The unaudited consolidated financial statements include all normal, recurring adjustments necessary for a fair presentation of the results for the interim periods. The results for interim periods are not necessarily indicative of results for a full year.
Use of Estimates
The accompanying consolidated financial statements have been prepared in conformity with GAAP. In preparing the financial statements, management is required to make estimates and assumptions that affect the reported amounts of assets and liabilities as of the date of the balance sheet and the reported results of operations for the periods then ended.

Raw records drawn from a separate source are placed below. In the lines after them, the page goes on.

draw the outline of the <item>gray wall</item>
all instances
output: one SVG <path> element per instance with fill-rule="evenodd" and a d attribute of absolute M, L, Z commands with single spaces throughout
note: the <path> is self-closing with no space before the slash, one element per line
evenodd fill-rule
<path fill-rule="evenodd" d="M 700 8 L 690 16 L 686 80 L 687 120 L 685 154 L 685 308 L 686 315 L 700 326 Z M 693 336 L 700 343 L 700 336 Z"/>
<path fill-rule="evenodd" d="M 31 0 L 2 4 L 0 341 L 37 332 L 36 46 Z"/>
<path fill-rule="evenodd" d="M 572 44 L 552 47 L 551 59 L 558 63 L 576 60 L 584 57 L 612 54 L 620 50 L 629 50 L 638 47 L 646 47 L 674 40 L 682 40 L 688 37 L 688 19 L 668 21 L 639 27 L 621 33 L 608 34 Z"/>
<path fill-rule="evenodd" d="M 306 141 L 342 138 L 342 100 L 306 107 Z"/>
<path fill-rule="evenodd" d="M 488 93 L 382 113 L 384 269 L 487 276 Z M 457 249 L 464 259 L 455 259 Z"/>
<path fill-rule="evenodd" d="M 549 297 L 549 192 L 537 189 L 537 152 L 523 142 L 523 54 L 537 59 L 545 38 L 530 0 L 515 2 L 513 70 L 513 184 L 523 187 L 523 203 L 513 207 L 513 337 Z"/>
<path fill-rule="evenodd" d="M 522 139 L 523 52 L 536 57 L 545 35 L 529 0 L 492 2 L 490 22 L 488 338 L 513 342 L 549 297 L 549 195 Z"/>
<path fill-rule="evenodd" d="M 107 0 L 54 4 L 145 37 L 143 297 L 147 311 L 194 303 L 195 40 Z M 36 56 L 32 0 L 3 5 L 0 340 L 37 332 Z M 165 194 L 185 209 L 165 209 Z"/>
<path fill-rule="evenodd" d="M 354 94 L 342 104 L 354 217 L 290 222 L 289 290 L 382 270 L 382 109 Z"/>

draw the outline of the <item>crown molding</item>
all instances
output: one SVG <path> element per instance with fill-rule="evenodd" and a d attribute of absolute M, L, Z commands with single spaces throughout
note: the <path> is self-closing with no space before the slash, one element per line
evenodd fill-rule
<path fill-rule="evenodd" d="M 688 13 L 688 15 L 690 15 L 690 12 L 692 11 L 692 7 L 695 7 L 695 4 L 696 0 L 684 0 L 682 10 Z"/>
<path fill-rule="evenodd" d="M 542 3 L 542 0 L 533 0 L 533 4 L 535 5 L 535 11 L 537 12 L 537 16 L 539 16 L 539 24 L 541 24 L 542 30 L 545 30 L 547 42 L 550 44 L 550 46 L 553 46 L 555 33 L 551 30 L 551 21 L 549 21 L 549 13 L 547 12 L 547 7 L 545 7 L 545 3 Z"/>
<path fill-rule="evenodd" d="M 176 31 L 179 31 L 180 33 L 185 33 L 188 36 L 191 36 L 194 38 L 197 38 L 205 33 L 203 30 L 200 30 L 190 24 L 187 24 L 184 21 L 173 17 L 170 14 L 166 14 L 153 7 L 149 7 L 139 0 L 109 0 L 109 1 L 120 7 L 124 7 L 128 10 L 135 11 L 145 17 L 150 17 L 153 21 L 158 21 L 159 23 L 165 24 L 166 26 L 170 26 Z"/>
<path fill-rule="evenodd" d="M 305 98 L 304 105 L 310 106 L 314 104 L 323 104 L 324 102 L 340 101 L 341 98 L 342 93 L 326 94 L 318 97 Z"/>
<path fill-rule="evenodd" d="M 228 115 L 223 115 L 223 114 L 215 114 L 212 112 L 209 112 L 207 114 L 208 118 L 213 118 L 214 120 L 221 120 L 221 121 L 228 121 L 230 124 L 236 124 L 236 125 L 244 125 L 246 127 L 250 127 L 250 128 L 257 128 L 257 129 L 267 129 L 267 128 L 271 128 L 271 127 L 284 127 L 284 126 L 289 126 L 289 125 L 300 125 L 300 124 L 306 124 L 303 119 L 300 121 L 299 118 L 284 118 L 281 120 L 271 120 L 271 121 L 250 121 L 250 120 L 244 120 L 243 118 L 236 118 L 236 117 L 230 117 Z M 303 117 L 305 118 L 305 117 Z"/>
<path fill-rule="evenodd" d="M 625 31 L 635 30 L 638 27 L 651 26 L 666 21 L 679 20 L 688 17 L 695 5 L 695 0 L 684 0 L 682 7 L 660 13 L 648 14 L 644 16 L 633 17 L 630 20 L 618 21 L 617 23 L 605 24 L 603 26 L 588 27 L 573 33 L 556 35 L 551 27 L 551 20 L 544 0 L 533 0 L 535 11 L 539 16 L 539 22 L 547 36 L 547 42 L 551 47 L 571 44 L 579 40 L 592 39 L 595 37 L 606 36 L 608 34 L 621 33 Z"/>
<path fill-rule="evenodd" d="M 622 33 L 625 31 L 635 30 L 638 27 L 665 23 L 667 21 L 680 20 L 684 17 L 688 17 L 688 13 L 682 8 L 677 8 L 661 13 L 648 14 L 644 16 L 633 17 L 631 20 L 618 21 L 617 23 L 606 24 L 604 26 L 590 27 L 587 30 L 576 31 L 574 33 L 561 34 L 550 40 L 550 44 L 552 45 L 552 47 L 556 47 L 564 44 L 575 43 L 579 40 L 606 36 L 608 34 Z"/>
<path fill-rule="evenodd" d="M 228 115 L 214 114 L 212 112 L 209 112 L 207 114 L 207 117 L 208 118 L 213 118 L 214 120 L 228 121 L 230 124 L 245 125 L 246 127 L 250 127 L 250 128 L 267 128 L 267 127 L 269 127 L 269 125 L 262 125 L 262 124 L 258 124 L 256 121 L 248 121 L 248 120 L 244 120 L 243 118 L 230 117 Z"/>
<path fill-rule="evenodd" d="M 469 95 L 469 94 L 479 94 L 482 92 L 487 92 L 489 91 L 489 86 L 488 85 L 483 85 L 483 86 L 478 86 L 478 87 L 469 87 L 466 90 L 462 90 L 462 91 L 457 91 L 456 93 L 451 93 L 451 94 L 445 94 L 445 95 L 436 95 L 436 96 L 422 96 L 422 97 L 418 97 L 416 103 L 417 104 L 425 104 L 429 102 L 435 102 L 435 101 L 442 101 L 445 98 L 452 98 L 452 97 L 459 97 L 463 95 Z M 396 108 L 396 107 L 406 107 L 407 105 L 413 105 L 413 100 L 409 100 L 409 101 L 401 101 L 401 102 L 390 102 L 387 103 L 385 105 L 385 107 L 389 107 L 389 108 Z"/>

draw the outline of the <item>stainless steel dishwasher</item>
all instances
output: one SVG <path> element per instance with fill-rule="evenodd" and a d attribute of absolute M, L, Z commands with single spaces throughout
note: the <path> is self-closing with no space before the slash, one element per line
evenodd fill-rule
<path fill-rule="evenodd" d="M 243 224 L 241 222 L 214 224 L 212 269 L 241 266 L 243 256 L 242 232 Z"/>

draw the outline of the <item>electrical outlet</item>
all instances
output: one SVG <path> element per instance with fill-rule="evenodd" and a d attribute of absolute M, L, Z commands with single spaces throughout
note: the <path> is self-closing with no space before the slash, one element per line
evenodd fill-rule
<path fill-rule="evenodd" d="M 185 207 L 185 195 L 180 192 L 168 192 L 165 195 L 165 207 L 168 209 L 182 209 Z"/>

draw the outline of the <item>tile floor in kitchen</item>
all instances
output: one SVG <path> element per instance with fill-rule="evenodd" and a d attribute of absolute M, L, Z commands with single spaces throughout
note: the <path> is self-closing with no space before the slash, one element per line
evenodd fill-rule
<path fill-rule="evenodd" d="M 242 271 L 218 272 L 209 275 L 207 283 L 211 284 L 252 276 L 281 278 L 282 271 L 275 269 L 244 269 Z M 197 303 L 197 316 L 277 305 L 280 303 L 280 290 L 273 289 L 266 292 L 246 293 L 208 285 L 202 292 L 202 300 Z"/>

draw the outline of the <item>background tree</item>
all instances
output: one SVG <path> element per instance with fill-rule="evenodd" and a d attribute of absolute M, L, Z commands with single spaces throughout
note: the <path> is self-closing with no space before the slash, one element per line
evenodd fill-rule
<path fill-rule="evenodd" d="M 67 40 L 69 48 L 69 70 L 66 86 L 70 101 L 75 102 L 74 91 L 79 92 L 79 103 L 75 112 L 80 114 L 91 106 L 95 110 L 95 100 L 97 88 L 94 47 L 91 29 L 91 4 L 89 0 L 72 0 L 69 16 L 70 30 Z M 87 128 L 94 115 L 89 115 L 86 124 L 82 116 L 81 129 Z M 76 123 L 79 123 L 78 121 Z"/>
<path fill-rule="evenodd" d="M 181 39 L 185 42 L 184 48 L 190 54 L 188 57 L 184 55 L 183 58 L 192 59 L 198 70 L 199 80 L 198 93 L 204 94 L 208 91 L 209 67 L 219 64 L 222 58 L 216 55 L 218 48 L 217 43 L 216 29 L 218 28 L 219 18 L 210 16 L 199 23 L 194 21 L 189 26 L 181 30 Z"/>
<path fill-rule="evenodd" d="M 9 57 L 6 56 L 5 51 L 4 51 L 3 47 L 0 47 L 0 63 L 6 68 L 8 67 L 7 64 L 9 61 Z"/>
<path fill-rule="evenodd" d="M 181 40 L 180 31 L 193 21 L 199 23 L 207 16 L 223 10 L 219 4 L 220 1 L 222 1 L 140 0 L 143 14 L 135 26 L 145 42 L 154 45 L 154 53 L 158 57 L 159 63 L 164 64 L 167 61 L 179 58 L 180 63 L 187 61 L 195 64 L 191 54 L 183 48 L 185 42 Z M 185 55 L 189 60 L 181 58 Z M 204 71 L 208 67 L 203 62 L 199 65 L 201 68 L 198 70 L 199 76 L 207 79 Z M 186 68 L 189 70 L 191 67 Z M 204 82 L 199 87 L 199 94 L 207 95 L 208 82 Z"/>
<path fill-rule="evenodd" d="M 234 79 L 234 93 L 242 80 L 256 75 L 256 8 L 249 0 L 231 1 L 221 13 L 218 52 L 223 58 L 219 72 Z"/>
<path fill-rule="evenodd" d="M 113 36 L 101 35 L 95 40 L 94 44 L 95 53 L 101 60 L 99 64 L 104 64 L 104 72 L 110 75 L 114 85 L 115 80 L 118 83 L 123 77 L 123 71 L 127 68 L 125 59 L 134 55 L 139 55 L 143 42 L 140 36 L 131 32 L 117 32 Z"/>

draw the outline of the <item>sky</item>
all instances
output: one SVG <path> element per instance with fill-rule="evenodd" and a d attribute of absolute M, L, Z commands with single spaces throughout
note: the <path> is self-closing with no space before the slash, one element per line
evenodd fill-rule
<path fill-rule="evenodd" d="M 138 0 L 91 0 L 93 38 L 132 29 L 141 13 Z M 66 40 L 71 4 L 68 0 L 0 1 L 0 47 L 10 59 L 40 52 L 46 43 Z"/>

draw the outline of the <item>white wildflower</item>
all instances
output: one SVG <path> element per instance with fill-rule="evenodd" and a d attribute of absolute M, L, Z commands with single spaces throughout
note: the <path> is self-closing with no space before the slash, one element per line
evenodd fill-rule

Actual results could differ significantly from those estimates. Material estimates that are particularly susceptible to significant changes in the near term relate to the determination of the allowance for credit losses.
Reclassifications
Certain prior period amounts have been reclassified to conform to the current period presentation without any impact on the reported amounts of net income or stockholders’ equity.
Subsequent Events
In preparing these consolidated financial statements, the Company has evaluated events and transactions for potential recognition or disclosure through the date the financial statements were issued.
Recent Accounting Pronouncements
In December 2023, the FASB issued Accounting Standards Update ("ASU") 2023-09, Income Taxes (Topic 740): Improvements to Income Tax Disclosures. ASU 2023-09 expands income tax disclosure requirements. The amendments require annual disclosure of certain information relating to the rate reconciliation, income taxes paid by jurisdiction, income (loss) from continuing operations before income tax expense (benefit) disaggregated between domestic and foreign, income tax expense (benefit) from continuing operations disaggregated by federal (national), state, and foreign. The amendments also eliminate certain requirements relating to unrecognized tax benefits and certain deferred tax disclosure relating to subsidiaries and corporate joint ventures. The amendments in this update are effective for years beginning after December 15, 2024. ASU 2023-09 should be applied on a prospective basis, but retrospective application is permitted. Early adoption is permitted. This standard did not have a material impact on the Company’s consolidated results of operations or financial position.
In November 2024, the FASB issued ASU 2024-03, Income Statement - Reporting Comprehensive Income - Expense Disaggregation Disclosures (Subtopic 220-40): Disaggregation of Income Statement Expenses. ASU 2024-03 provides more decision-useful information about a public entity's expenses by requiring additional detail on expenses reported in income statements. Under the ASU, public entities will provide detailed disclosure in interim and annual periods of specified categories underlying certain expense captions. The ASU requires public entities to apply the amendments prospectively, with an option to use retrospective application. The amendments in this update are effective for years beginning after December 15, 2026, and interim periods within fiscal years beginning after December 15, 2027. Early adoption is permitted. This standard is not expected to have a material impact on the Company's consolidated results of operations or financial position.